The task force has voted to distinguish between descendants of enslaved people who immigrated to California from other states, and Black people who immigrated from other countries. Its arbitrary classifications are likely to have legal, political and cultural repercussions.
By Eric J. Miller, Special to CalMatters
Eric J. Miller is a professor at the Loyola Marymount University Loyola Law School in Los Angeles, where he is co-director of the Loyola Anti-Racism Center.
The California Reparations Task Force recently determined its criteria for eligibility for reparations to be paid by the state of California. Under its guidelines, only descendants of people enslaved in the United States or freed from enslavement in other countries before 1900 will receive a payment. Task force Chair Kamilah Moore has relied heavily on both the text of Assembly Bill 3121, the statute creating the task force, as well as the testimony of the statute’s sponsor, California Secretary of State Shirley Weber.
Foregrounding descendants of enslaved people for reparations is certainly justified as the task force investigates slavery and its legacy in California. The descendants of enslaved Americans are right to point out that discrimination has always shunted Black people to the back of the line when we have demanded justice.
However, while approximately 2,000 people were enslaved in California — primarily during the Gold Rush period — the number of their descendants in California pales compared to the number of descendants of enslaved people who have immigrated into the state. The vast majority immigrated to California after 1900, during the Great Migration and beyond. The task force has voted, however, to make a distinction between descendants of enslaved people who immigrated to California from other states, and Black people who immigrated from other countries, such as Jamaica or Haiti.
The task force gets around this problem by assessing the legacy of Jim Crow laws, redlining, and unequal education and policing, much of which occurred after 1900. Zoning and redlining are most certainly creatures of the 20th century: In the 1926 case of Village of Euclid v. Ambler Realty Co., the Supreme Court endorsed racially based zoning, which led to the practice of racially restrictive covenants used to exclude Black people from white neighborhoods. Redlining, the practice of denying mortgages to Black folks seeking to live in the suburbs, got underway following World War II. Both practices applied to all Black people, and did not (unlike the task force) discriminate among whether and where their ancestors had been enslaved.
In California’s racial struggles, ugly nativism is nothing new. In the aftermath of the Los Angeles uprising following the murder of Latasha Harlan and the beating of Rodney King, a narrative emerged between Black and immigrant communities over who was more American and so more deserving of state resources: those who had been here the longest, or those who most fit in with the “American Dream.” Rather than addressing the failures of white supremacy in local government and policing that led to these incidents, each community of color pointed the finger at the other. For decades, activists and organizers have worked to overcome these divisions, recognizing our shared interests in opposing racism in California. That divisive narrative is now replaying itself within the Black community, however.

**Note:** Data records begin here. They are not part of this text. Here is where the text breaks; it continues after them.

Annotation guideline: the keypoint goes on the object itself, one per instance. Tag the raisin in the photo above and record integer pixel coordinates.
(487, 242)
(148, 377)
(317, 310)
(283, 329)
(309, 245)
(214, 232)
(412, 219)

Unfortunately, the task force’s arbitrary classifications are likely to have legal, political and cultural repercussions. For example, is it going to assess reparations based on redlining or discrimination in education and contracting in California — of all descendants and all immigrants? That would create a number of problems. It would significantly overcount the amount of reparations due to nonimmigrants, rendering any payment open to challenges under Prop. 209 and the U.S. Constitution. The state would become vulnerable to litigation by immigrants seeking to obtain their share of any payment made by the government. Just this sort of litigation was mounted by German internees challenging federal reparations to the Japanese-American incarceration survivors. That reparations statute survived because the federal courts found that the payments were narrowly tailored to a group that suffered a distinctive racial harm. The same cannot be said for post-1900 slave descendant victims of anti-black zoning, redlining and discrimination because the injuries are inflicted because of race, not past enslavement, and so include all Black Californians injured in these ways.
As a political and cultural matter, if the task force counts Black immigrants for purposes of calculating payment, but not for purposes of receiving reparations, that move is eerily reminiscent of the Constitution’s infamous three-fifths rule, which allowed enslaved people to count as a fraction of a person for apportioning votes to the Southern states, but denied them the right to vote at all.
Finally, suppose Gov. Gavin Newsom decides to put the controversial issue of reparations to a referendum: How smart will splitting the Black vote look then? Shirley Weber may be about to find out. She is engaged in a historic quest to become the first elected Black secretary of state (she was appointed to succeed Alex Padilla when he advanced to the Senate after then-Sen. Kamala Harris became vice president). When it comes to rounding up the votes of Black people to support her candidacy, is she going to ask where their ancestors come from?
So what can Californians do to participate in making state reparations inclusive for all Black victims of the legacy of slavery? They can go to the Ralph J. Bunche Center reparations task force portal to complete the survey or record their personal story. They can attend upcoming reparations task force hearings and share their thoughts about the impact of slavery on all Black people in California. And they can read the task force’s June Interim Report, form study groups, discuss the findings, and come up with their own recommendations for reparations in California.